The research clearly shows that both are good for you. They improve cardiorespiratory fitness and reduce blood pressure, body mass index and the risk of a host of diseases. For the biggest bang for your buck though, running has the edge, mostly because you can get more exercise done in a given time. But if you expend the same amount of energy when you walk, the benefits are quite similar. In other words, if you prefer walking, go for a long one, ideally with a few hills. And remember that any amount of exercise is better than none.
This philosophy might explain the success of an exercise phenomenon that is sweeping the globe: parkrun. These free, timed 5-kilometre community events take place every Saturday morning in more than 20 countries. They are wildly popular, with 6 million people signed up. Key to parkrun’s success is that you can cover the distance however you want: by running, walking, pushing a child in a buggy or loping with a dog. Participants rate the impact on their fitness and happiness so highly (I know, because I carried out the research to find out) that family doctors in the UK now prescribe parkrun to their patients.
My PE teacher would be astonished to discover that I enjoy running now and rarely miss a parkrun. If I did meet him, though, I would gently point out that we don’t necessarily have to run. After all, the most important exercise is the one you actually do.
AVOIDING THE DOWNSIDES
Rebecca Robinson is a doctor specialising in sports medicine at the Centre for Health and Human Performance, London, and an elite marathon runner. Here are her tips for avoiding running’s drawbacks.
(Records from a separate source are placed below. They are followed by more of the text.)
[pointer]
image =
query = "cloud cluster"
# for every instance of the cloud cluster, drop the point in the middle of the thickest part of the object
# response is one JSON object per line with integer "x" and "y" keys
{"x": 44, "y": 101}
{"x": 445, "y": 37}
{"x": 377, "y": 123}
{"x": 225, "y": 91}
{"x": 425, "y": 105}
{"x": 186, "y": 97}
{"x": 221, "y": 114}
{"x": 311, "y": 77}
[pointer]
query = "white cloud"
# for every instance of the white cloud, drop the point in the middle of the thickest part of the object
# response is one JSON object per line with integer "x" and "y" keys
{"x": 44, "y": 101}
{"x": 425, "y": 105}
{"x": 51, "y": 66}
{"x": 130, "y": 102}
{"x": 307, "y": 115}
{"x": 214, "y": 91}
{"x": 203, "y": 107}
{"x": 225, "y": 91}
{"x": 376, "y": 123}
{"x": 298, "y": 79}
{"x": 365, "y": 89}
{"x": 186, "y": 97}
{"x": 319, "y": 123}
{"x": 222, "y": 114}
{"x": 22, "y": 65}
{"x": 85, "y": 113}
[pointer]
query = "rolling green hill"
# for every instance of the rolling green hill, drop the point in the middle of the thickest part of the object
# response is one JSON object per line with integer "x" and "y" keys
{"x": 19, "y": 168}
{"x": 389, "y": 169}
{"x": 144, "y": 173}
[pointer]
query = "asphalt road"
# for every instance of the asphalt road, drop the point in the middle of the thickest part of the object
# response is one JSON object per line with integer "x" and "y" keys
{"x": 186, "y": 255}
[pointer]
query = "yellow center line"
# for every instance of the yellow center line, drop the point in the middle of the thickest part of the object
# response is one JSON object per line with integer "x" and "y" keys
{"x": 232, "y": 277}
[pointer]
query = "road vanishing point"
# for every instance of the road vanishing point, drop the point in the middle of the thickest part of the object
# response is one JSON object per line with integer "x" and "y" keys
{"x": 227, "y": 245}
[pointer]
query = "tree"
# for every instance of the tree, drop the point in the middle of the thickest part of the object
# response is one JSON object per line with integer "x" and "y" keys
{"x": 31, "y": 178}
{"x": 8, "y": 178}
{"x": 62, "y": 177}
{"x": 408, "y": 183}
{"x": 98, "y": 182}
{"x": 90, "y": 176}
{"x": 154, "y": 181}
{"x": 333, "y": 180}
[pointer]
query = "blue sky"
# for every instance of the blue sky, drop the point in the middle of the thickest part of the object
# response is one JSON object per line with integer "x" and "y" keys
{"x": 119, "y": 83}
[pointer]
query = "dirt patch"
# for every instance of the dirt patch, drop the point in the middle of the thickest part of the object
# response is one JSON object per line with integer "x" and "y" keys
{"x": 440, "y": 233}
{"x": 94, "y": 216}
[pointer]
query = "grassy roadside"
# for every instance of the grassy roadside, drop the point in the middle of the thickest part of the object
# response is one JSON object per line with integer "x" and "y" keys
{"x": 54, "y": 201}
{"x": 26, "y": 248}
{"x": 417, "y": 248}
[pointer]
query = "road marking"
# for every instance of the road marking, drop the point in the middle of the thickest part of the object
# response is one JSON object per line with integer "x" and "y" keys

The forces that bones experience during running are much higher than for walking. Following a training programme that gets progressively more intense can promote bone growth, and strengthen the muscles that can absorb more force, as well as associated ligaments and tendons.
MIX IT UP
Bone strengthening in adults happens only in the direction of the load placed on it, so combining running with multidirectional strengthening exercises can maximise the whole-body benefits. A balance of running and “resistance training” such as gym workouts, yoga or Pilates can build up muscle and bone. For experienced runners, trail and mountain running mixes up the direction of the loads placed on the body.
YOU’RE NEVER TOO OLD
Running plus resistance training can maintain the muscles that support joints. This is true even as we age. Muscle mass peaks in our 20s and 30s, then naturally declines. However, strength, endurance and balance training even into our 70s, 80s and 90s counteracts this. This is important for keeping older runners on the move, and protects against falls and frailty.
Our bones need a recovery period to adapt to the loads they experience. Too much load can outstrip the ability of bone to lay down new cells, which can result in a debilitating stress fracture. So remember that rest is training too.
DON’T SWEAT IT
Physical activity can be very beneficial for mental health, including depression and anxiety. However, overtraining can lower mood, as can focusing too intently on the results of training. Finding the right balance between enjoyment and striving is key.